The building trades offer many opportunities for advancement. One reason for this is the large number of supervisory positions made necessary by the wide range of building activities. A foreman in almost any of the trades must be able to read plans, as he must lay out the work. It is not necessary for him to be the most skilled mechanic in the force. Employers and superintendents say that in selecting foremen they lay about equal weight on skill and on ability to handle men.
As a rule, foremanship carries with it higher wages, although in some cases the pay is the same as that of the regular journeymen. The reward for the added responsibility comes in the form of steadier employment. It is not uncommon for a foreman to be hired on a salary basis and carried on the payroll throughout the entire year.

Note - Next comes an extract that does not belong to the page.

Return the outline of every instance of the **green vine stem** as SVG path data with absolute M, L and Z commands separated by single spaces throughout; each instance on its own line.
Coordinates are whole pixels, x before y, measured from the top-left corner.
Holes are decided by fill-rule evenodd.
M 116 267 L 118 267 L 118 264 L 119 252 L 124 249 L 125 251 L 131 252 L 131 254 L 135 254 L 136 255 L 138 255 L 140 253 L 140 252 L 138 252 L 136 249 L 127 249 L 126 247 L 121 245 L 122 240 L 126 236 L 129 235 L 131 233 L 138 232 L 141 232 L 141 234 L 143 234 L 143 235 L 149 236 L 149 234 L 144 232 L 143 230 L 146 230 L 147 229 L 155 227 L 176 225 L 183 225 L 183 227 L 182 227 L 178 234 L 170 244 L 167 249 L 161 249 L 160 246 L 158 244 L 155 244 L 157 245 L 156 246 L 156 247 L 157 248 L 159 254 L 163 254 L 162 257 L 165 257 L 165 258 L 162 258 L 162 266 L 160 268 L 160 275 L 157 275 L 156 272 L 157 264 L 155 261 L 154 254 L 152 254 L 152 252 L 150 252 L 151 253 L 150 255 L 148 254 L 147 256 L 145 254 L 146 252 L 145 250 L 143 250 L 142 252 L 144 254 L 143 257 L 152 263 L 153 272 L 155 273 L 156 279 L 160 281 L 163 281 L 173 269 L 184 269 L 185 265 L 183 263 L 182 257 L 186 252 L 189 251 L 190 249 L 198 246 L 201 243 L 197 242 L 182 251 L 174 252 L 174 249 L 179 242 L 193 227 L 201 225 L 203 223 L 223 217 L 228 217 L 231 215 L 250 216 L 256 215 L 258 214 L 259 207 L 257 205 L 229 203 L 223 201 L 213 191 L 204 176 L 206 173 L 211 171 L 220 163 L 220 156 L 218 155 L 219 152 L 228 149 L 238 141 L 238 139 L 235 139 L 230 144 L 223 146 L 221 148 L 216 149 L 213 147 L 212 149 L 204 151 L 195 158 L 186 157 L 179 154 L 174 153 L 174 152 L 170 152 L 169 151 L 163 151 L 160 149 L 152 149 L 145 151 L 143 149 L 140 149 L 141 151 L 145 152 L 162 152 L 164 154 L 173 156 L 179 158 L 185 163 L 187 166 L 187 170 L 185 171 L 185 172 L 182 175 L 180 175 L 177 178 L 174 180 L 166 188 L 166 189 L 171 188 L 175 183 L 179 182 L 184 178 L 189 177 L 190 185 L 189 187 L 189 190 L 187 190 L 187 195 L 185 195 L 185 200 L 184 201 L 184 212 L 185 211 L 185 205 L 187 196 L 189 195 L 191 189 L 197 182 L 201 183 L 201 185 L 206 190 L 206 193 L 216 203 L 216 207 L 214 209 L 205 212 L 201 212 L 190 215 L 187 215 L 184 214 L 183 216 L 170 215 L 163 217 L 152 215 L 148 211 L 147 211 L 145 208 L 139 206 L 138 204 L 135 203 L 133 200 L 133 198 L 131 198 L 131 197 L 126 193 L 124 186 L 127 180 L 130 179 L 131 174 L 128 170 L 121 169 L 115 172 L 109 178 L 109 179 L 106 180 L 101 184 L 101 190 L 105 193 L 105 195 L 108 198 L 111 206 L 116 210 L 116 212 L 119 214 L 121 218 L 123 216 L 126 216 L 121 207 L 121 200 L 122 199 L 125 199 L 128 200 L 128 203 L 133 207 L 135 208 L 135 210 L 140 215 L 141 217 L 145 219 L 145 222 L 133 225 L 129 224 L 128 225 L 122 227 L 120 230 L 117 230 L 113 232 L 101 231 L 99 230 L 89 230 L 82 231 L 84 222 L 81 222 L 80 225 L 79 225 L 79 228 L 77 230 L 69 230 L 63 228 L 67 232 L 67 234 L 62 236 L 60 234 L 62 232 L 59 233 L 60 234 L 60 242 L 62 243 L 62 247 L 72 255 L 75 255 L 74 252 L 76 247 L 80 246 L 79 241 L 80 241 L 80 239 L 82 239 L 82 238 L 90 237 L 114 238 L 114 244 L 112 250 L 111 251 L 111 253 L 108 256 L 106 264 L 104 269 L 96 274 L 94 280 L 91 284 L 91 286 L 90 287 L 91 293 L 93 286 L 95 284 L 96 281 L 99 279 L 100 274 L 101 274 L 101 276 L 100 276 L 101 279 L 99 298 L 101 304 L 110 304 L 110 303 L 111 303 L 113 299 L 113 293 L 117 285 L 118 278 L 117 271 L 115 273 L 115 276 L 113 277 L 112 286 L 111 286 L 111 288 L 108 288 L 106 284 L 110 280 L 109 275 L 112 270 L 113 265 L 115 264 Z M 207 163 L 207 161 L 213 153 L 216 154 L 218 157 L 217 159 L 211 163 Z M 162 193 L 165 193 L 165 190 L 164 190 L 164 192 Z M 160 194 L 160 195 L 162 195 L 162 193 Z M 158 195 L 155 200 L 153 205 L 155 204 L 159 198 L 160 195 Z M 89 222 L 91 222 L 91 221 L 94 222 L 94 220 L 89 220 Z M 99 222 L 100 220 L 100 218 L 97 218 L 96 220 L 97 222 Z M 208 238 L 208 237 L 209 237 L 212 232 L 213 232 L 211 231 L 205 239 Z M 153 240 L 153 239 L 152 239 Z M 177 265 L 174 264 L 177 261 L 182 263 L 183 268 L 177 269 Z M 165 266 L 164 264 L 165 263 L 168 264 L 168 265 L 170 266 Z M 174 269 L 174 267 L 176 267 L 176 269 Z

Small contracting offers another form of advancement. It requires but little initial investment to make a modest beginning, because individual workmen in the various building trades provide their own tools and no expensive machines are required. Comparatively little working capital is necessary, as provision is made in most contracts for part payments as the work progresses.
THE PROBLEM OF TRAINING
The recommendations of the report relating to training for the building trades may be summarized under five headings:
1. Reduce retardation. The first step in improving the educational preparation of workers entering the building trades is to reduce retardation or slow progress in the elementary grades. At present it is approximately true of the men entering the building trades that one-third drop out of school by the sixth grade, two-thirds by the seventh grade, and three-thirds by the eighth grade. Now according to law a boy cannot go to work until he is 16, and if he has made normal progress he will have completed the eight grades of the elementary course before he has reached that age. In point of fact, many of these boys do not make normal progress through the grades and hence they reach the age of 15 before completing the elementary course. As a result they fall out of school without having had those portions of the work in reading, drawing, mathematics, and elementary science which would be of most direct use to them in their future work.
2. General industrial courses in seventh, eighth, and ninth grades. If retardation could be largely reduced in the elementary grades, industrialized courses could be properly introduced in the seventh, eighth, and ninth grades for boys intending to enter the building trades. The specific changes recommended include as their most important elements:
a. Increased training
in industrial arithmetic beginning in
the seventh grade.
b. Courses in industrial drawing.
c. Courses in elementary science relating to industry.